As some of you may have read before I am expecting my second child. Something I didn’t think was an option for a while. My son J has kept me busy enough for the past 13 years, the idea of growing our family seemed like an impossible dream. However, J’s progress has been so consistent and reassuring that I finally felt like our family is ready to grow and J is ready for a sibling.
One of J’s biggest autism related challenges is his auditory sensitivity and anticipated anxiety from triggers like babies and small children. So bringing a major trigger into our home as a permanent presence has everyone in my family a little worried, myself included.
To sedate the worry I’ve been trying to keep J as informed and involved in my pregnancy as I can. He has attended sonograms and doctors appointments with me, he reads his favorite Dr.
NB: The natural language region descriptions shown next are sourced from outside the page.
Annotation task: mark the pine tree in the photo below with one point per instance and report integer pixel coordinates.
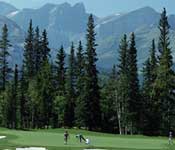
(80, 102)
(44, 46)
(60, 81)
(164, 32)
(164, 83)
(133, 98)
(29, 52)
(149, 117)
(91, 86)
(108, 103)
(45, 95)
(4, 54)
(12, 99)
(60, 66)
(24, 110)
(37, 50)
(70, 88)
(122, 87)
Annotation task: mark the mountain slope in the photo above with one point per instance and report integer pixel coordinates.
(66, 23)
(6, 8)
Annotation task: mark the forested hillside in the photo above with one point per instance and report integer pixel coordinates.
(44, 93)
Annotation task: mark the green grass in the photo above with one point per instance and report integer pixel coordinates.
(53, 140)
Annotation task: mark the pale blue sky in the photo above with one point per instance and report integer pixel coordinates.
(102, 7)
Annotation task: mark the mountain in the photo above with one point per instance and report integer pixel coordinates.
(16, 37)
(6, 8)
(66, 23)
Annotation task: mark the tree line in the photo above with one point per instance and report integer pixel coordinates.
(47, 94)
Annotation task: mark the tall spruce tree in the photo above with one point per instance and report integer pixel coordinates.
(23, 100)
(37, 50)
(91, 86)
(71, 90)
(60, 81)
(122, 87)
(80, 102)
(149, 117)
(164, 83)
(4, 54)
(45, 95)
(60, 69)
(44, 46)
(133, 98)
(108, 103)
(29, 58)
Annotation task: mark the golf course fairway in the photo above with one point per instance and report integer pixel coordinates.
(53, 139)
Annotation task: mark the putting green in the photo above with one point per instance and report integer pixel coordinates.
(53, 140)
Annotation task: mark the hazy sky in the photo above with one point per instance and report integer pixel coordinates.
(102, 7)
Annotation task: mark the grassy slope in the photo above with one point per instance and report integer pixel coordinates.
(53, 140)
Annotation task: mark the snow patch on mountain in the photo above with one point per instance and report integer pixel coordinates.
(13, 13)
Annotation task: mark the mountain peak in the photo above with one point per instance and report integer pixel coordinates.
(80, 6)
(6, 8)
(146, 9)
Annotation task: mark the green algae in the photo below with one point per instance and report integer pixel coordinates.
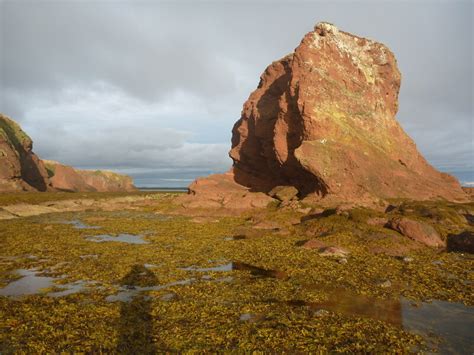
(205, 315)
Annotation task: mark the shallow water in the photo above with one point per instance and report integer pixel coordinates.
(452, 322)
(126, 294)
(80, 225)
(123, 238)
(31, 283)
(28, 284)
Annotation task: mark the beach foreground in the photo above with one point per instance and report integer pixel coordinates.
(118, 272)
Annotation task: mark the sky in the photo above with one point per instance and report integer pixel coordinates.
(153, 88)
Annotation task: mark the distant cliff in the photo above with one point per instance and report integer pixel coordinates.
(22, 170)
(66, 178)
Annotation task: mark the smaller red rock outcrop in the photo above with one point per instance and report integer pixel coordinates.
(66, 178)
(20, 168)
(323, 120)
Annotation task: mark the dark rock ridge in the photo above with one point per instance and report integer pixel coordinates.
(322, 119)
(20, 168)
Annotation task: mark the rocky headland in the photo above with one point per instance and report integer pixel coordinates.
(322, 121)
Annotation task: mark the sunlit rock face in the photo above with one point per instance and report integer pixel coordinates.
(20, 168)
(66, 178)
(322, 119)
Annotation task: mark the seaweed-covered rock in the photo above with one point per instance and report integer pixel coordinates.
(20, 168)
(462, 242)
(284, 193)
(418, 231)
(107, 181)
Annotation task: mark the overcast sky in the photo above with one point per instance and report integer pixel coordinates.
(153, 88)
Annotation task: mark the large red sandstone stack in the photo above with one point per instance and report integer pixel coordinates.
(20, 168)
(323, 120)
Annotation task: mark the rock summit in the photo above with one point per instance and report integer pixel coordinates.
(322, 120)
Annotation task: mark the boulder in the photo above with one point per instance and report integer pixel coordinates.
(322, 120)
(107, 181)
(462, 242)
(416, 230)
(20, 168)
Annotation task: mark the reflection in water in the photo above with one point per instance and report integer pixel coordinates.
(445, 325)
(80, 225)
(136, 322)
(28, 284)
(123, 238)
(254, 270)
(452, 322)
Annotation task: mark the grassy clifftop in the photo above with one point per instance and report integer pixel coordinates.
(12, 133)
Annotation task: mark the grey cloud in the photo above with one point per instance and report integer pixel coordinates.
(87, 78)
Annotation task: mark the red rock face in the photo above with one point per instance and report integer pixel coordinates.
(20, 168)
(323, 120)
(66, 178)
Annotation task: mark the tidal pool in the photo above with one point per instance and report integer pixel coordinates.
(122, 238)
(31, 283)
(80, 225)
(452, 322)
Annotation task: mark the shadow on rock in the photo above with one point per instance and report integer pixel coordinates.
(136, 323)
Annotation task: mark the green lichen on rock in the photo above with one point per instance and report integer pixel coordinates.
(239, 310)
(13, 133)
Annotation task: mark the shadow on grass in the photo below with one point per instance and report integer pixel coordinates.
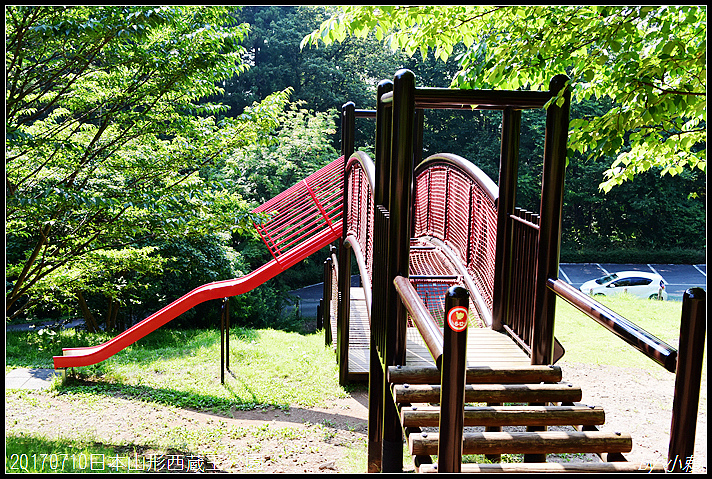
(30, 349)
(238, 407)
(163, 396)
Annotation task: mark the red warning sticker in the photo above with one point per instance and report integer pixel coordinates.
(457, 318)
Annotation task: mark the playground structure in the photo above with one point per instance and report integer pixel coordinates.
(436, 238)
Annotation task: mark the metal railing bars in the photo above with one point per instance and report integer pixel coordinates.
(422, 319)
(652, 347)
(451, 99)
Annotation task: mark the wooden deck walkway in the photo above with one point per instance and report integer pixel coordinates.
(485, 347)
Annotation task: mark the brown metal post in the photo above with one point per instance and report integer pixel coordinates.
(687, 381)
(452, 392)
(343, 315)
(552, 199)
(376, 377)
(227, 333)
(222, 341)
(508, 167)
(399, 208)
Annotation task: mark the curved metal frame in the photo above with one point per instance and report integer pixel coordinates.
(361, 160)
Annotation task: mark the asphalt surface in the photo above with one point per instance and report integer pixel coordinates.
(678, 278)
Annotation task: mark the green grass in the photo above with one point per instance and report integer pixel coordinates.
(586, 341)
(182, 368)
(31, 454)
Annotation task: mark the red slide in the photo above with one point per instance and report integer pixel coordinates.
(304, 219)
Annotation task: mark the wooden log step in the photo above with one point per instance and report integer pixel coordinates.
(429, 416)
(545, 467)
(491, 393)
(540, 442)
(477, 374)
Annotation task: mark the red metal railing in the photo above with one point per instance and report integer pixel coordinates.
(304, 210)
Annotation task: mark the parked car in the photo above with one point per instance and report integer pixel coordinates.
(635, 283)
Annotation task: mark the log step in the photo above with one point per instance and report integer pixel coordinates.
(546, 467)
(491, 393)
(477, 375)
(541, 442)
(429, 416)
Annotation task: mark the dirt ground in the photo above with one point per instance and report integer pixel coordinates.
(327, 439)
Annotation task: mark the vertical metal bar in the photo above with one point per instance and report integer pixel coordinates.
(552, 198)
(326, 297)
(452, 390)
(687, 380)
(399, 208)
(343, 313)
(376, 379)
(508, 170)
(222, 342)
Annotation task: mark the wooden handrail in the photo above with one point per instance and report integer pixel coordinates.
(653, 347)
(423, 320)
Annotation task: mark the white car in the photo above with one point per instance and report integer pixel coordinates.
(635, 283)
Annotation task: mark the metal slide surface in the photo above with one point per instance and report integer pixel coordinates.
(308, 217)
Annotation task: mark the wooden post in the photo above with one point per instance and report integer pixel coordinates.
(227, 333)
(552, 199)
(687, 381)
(508, 167)
(222, 341)
(452, 391)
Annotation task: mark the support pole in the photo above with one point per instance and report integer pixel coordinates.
(552, 199)
(376, 377)
(687, 381)
(452, 392)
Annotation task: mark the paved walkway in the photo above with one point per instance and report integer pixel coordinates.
(30, 378)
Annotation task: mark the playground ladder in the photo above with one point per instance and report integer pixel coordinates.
(535, 398)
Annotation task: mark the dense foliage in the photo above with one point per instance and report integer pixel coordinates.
(138, 139)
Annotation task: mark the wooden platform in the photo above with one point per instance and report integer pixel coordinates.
(485, 347)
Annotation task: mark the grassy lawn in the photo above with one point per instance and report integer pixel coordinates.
(585, 341)
(167, 372)
(174, 369)
(182, 368)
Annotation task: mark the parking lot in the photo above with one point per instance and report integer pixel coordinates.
(677, 277)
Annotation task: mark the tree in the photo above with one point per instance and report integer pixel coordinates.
(649, 61)
(108, 140)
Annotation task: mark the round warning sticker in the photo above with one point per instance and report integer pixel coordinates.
(457, 318)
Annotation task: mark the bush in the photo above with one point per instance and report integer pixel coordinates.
(634, 255)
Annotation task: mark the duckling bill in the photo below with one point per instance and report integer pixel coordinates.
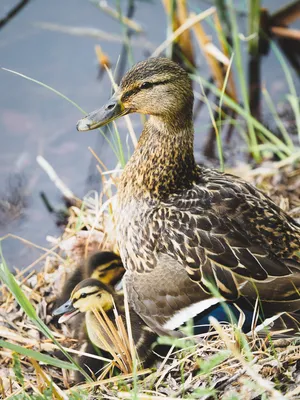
(185, 231)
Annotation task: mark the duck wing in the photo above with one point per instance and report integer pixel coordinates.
(226, 231)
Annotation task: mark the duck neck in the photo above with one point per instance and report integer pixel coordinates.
(163, 161)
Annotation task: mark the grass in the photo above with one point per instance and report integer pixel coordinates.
(223, 363)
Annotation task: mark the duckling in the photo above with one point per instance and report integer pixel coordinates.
(90, 295)
(190, 236)
(105, 266)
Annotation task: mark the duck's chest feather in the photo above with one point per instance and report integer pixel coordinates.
(220, 228)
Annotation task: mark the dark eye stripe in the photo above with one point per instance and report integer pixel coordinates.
(128, 94)
(131, 92)
(84, 295)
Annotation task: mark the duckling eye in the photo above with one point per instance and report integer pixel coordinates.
(146, 85)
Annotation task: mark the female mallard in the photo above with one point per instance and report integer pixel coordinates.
(91, 295)
(184, 231)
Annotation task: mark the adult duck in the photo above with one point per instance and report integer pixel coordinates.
(190, 236)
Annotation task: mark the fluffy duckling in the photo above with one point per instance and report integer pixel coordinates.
(105, 266)
(186, 232)
(91, 295)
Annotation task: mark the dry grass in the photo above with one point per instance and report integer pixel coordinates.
(218, 365)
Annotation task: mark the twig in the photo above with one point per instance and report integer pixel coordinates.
(13, 12)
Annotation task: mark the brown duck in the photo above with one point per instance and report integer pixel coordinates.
(190, 236)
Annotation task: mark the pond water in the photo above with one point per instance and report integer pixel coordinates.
(35, 121)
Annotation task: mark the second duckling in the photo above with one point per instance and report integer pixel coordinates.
(90, 295)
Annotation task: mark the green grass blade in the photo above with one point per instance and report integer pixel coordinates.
(293, 97)
(242, 80)
(44, 358)
(277, 119)
(254, 26)
(7, 277)
(245, 114)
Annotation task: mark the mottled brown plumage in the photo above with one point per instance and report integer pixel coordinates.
(182, 228)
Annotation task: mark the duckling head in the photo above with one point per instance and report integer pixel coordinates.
(156, 86)
(106, 267)
(88, 295)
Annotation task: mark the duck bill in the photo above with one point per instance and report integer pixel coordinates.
(112, 110)
(68, 311)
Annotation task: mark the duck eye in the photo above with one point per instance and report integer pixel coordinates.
(146, 85)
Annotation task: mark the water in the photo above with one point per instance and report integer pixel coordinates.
(35, 121)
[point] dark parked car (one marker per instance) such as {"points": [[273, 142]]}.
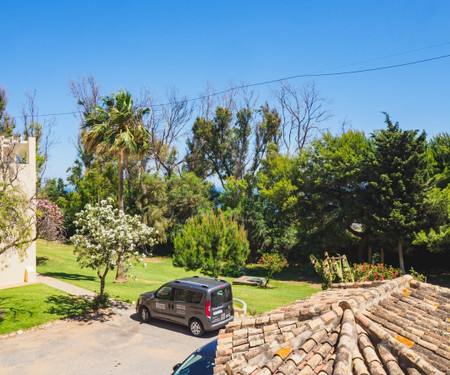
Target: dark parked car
{"points": [[201, 362], [201, 303]]}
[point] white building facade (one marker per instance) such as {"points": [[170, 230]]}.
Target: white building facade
{"points": [[16, 268]]}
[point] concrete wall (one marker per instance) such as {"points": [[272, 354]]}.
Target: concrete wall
{"points": [[15, 269]]}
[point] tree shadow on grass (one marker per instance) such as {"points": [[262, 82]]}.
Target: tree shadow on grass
{"points": [[41, 261], [69, 276], [68, 306], [12, 312], [74, 308]]}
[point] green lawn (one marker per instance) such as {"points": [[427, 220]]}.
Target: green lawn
{"points": [[58, 261], [32, 305]]}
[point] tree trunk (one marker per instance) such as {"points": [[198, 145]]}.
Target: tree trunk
{"points": [[362, 244], [121, 276], [120, 193], [102, 286], [400, 256]]}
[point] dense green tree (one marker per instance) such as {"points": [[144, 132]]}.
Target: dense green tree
{"points": [[439, 149], [187, 196], [334, 192], [116, 128], [397, 185], [435, 234], [213, 243]]}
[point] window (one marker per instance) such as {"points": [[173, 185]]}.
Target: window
{"points": [[221, 296], [164, 293], [180, 295], [194, 297]]}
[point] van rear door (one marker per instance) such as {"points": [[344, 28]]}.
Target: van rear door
{"points": [[221, 304]]}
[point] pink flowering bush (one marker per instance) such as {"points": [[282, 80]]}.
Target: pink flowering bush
{"points": [[272, 263], [49, 221], [375, 272]]}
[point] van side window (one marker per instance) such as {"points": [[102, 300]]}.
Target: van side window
{"points": [[180, 295], [164, 292], [220, 296], [194, 297]]}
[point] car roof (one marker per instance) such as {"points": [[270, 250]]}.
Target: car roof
{"points": [[197, 282], [209, 349]]}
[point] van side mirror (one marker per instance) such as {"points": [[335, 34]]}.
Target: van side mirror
{"points": [[176, 367]]}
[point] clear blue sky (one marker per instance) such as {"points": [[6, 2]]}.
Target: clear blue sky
{"points": [[158, 44]]}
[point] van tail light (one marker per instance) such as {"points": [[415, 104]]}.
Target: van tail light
{"points": [[208, 308]]}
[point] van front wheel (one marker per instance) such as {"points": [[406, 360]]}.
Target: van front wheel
{"points": [[196, 327], [145, 314]]}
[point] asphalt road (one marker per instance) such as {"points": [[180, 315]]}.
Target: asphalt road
{"points": [[116, 344]]}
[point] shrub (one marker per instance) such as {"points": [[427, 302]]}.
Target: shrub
{"points": [[213, 243], [375, 272], [50, 225], [272, 263], [416, 275]]}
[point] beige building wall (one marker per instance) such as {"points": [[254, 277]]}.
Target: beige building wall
{"points": [[14, 269]]}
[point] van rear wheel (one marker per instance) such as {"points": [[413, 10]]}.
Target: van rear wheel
{"points": [[196, 327], [145, 314]]}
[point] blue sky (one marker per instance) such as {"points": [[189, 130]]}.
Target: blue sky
{"points": [[159, 44]]}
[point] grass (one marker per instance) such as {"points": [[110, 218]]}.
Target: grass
{"points": [[58, 261], [32, 305]]}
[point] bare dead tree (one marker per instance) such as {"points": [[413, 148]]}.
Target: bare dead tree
{"points": [[166, 124], [17, 218], [303, 113], [86, 92], [41, 130], [208, 102]]}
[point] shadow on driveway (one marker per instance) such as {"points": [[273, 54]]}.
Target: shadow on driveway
{"points": [[172, 326], [69, 276]]}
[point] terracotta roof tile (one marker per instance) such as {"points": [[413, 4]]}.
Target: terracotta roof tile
{"points": [[393, 327]]}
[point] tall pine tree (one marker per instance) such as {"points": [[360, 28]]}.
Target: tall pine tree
{"points": [[397, 184]]}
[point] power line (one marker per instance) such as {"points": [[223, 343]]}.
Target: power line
{"points": [[263, 83]]}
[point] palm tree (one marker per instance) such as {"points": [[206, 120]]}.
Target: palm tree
{"points": [[116, 128]]}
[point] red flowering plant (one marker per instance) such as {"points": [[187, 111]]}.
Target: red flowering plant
{"points": [[375, 272], [272, 263], [49, 221]]}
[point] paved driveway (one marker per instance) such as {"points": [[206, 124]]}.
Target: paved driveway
{"points": [[119, 344]]}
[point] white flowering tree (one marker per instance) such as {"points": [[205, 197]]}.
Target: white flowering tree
{"points": [[105, 236]]}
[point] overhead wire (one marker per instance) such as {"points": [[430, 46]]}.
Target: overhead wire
{"points": [[287, 78]]}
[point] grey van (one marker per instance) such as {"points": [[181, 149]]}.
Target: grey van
{"points": [[201, 303]]}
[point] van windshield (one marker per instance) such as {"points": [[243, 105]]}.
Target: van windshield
{"points": [[221, 296]]}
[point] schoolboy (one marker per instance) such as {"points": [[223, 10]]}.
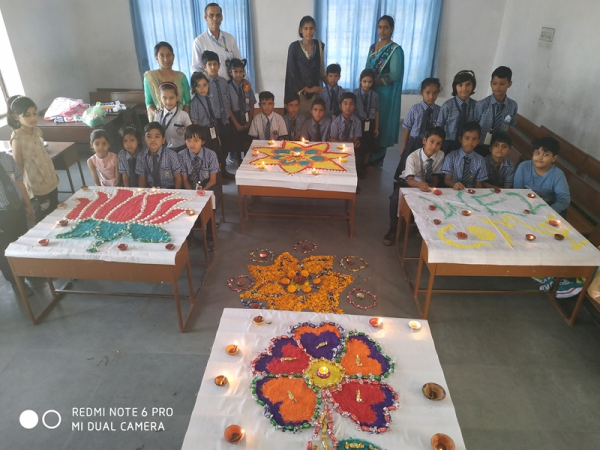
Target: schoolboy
{"points": [[173, 119], [293, 120], [267, 125], [464, 168], [496, 112], [500, 169], [316, 129], [199, 165], [543, 177], [422, 171], [158, 166], [332, 92], [15, 208], [220, 102]]}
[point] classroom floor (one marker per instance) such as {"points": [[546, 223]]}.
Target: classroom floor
{"points": [[520, 377]]}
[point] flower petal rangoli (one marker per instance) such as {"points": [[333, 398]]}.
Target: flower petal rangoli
{"points": [[317, 369]]}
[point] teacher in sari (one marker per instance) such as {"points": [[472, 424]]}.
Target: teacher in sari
{"points": [[163, 53], [305, 69], [386, 59]]}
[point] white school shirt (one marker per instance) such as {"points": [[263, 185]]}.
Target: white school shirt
{"points": [[175, 132], [416, 163], [278, 128], [226, 47]]}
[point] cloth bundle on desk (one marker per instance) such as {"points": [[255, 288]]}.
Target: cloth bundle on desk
{"points": [[67, 109], [94, 116]]}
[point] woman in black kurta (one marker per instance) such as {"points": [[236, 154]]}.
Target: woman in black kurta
{"points": [[306, 66]]}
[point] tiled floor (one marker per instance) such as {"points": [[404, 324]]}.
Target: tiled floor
{"points": [[520, 377]]}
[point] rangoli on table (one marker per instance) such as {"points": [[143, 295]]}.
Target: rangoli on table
{"points": [[292, 285], [290, 385], [294, 157], [126, 212]]}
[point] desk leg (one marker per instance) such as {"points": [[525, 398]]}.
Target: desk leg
{"points": [[70, 180], [80, 173], [351, 218]]}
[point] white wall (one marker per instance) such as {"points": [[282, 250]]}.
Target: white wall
{"points": [[555, 83]]}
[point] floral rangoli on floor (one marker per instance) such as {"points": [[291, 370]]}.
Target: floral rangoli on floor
{"points": [[292, 285], [126, 212], [317, 369], [294, 157]]}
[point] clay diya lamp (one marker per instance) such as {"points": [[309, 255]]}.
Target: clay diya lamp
{"points": [[221, 380], [414, 325], [232, 349], [234, 434], [434, 391], [258, 320], [441, 441], [376, 322]]}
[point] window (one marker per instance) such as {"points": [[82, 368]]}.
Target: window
{"points": [[349, 27]]}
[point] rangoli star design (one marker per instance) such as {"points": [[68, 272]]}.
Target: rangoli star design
{"points": [[290, 385], [294, 157], [124, 213]]}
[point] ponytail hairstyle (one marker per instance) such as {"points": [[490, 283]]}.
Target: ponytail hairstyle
{"points": [[17, 106]]}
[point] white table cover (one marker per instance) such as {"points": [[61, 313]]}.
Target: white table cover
{"points": [[274, 176], [413, 424], [496, 229], [27, 246]]}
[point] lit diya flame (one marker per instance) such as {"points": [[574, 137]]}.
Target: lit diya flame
{"points": [[323, 372], [414, 325], [376, 322]]}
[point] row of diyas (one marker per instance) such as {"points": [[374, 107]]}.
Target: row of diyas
{"points": [[234, 433]]}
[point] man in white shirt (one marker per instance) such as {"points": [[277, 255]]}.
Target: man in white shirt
{"points": [[220, 42]]}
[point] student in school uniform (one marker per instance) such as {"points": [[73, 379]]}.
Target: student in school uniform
{"points": [[173, 119], [220, 103], [158, 166], [496, 113], [458, 110], [293, 120], [419, 118], [317, 128], [268, 125], [332, 92], [423, 170]]}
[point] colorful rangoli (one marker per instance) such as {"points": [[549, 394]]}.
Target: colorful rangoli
{"points": [[294, 157], [317, 369], [290, 285], [126, 212]]}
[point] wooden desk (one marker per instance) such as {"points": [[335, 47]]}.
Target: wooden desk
{"points": [[63, 155]]}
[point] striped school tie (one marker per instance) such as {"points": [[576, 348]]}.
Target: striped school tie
{"points": [[429, 171], [498, 120]]}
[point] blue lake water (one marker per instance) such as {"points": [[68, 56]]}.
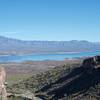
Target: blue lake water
{"points": [[41, 57]]}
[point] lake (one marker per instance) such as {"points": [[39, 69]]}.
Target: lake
{"points": [[41, 57]]}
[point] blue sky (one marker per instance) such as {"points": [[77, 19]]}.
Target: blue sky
{"points": [[50, 19]]}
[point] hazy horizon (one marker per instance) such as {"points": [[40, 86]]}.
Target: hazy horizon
{"points": [[52, 20]]}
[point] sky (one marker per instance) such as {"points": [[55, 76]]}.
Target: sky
{"points": [[59, 20]]}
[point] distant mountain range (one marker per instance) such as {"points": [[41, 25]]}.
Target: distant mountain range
{"points": [[15, 46]]}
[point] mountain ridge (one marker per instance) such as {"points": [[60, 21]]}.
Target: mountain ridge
{"points": [[16, 46]]}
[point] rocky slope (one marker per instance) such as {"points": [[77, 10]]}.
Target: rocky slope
{"points": [[78, 81]]}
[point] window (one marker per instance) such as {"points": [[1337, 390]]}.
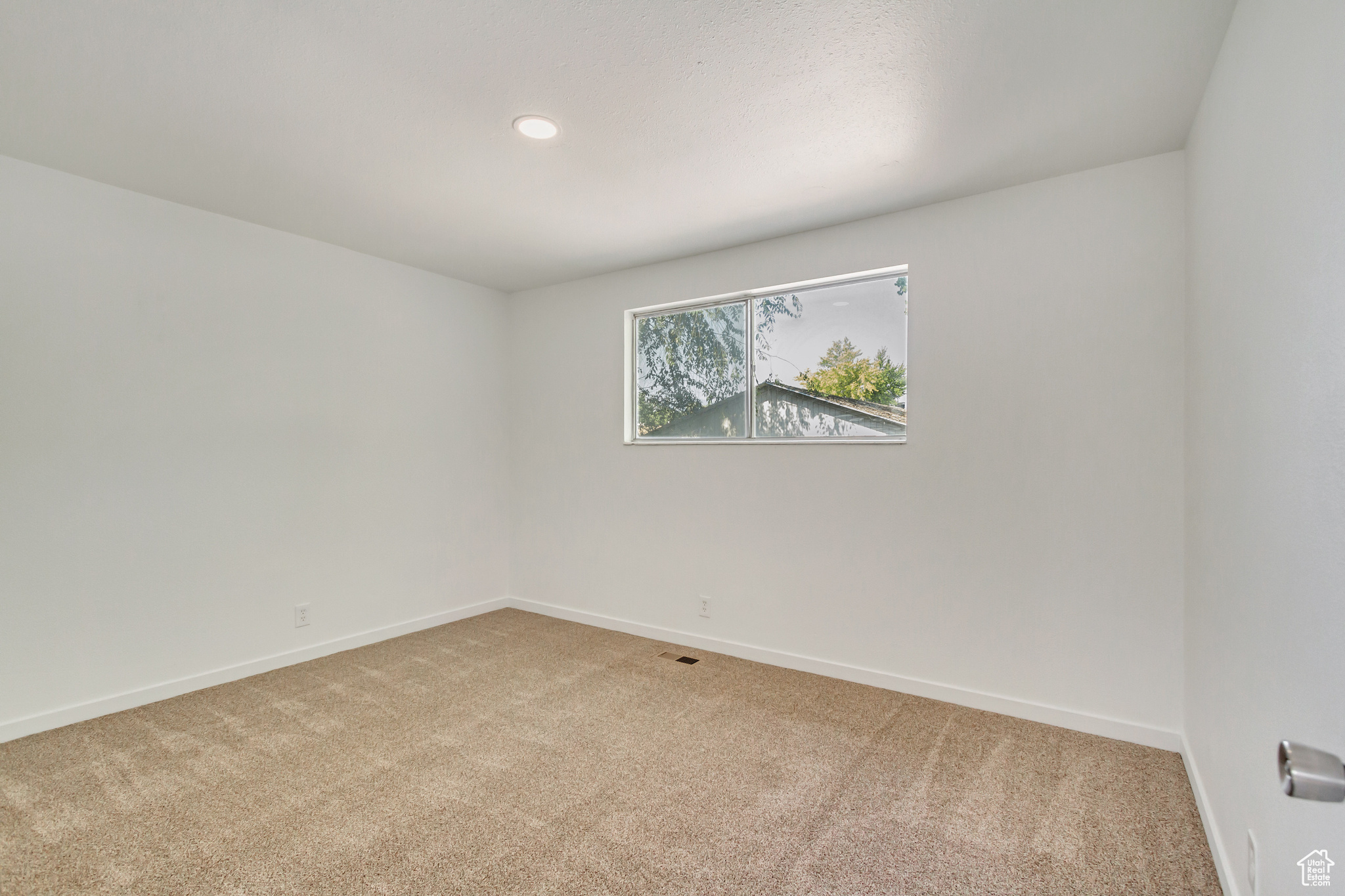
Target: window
{"points": [[821, 360]]}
Seuss books to my belly, and we discuss what being a big brother will be like. This of course is all conceptual and watching him have outburst because of small children as current as today is not the most reassuring sight.
While visiting my 93-year-old grandmother she shared a great idea with me, getting a tangible baby doll that coos and cries to get J used to having a baby in the house. So thanks to grandma’s sage wisdom we have been conducting a little experiment with J.
My parents dropped off a doll they found in Target, unfortunately most baby dolls are girls and J having a baby brother we decided to make the baby look less gender specific. He was very excited when he saw the baby doll in the box, and a look of curiosity turned his lips into a sly smirk. I explained to him that this was a pretend baby doll for him to practice being a big brother.
I showed him how to hold the baby and the importance of supporting the head. He did surprisingly well and was unexpectedly gentle with the doll. He was so happy and excited, when he put the baby doll down he ran, laughed, and jumped around the house. Tomorrow we will turn on the sounds, hopefully the enjoyment of his practice sessions continues.
Would love to hear feedback from other parents who took steps to prepare an older child on the spectrum for a sibling, ideas, experiences or even funny stories.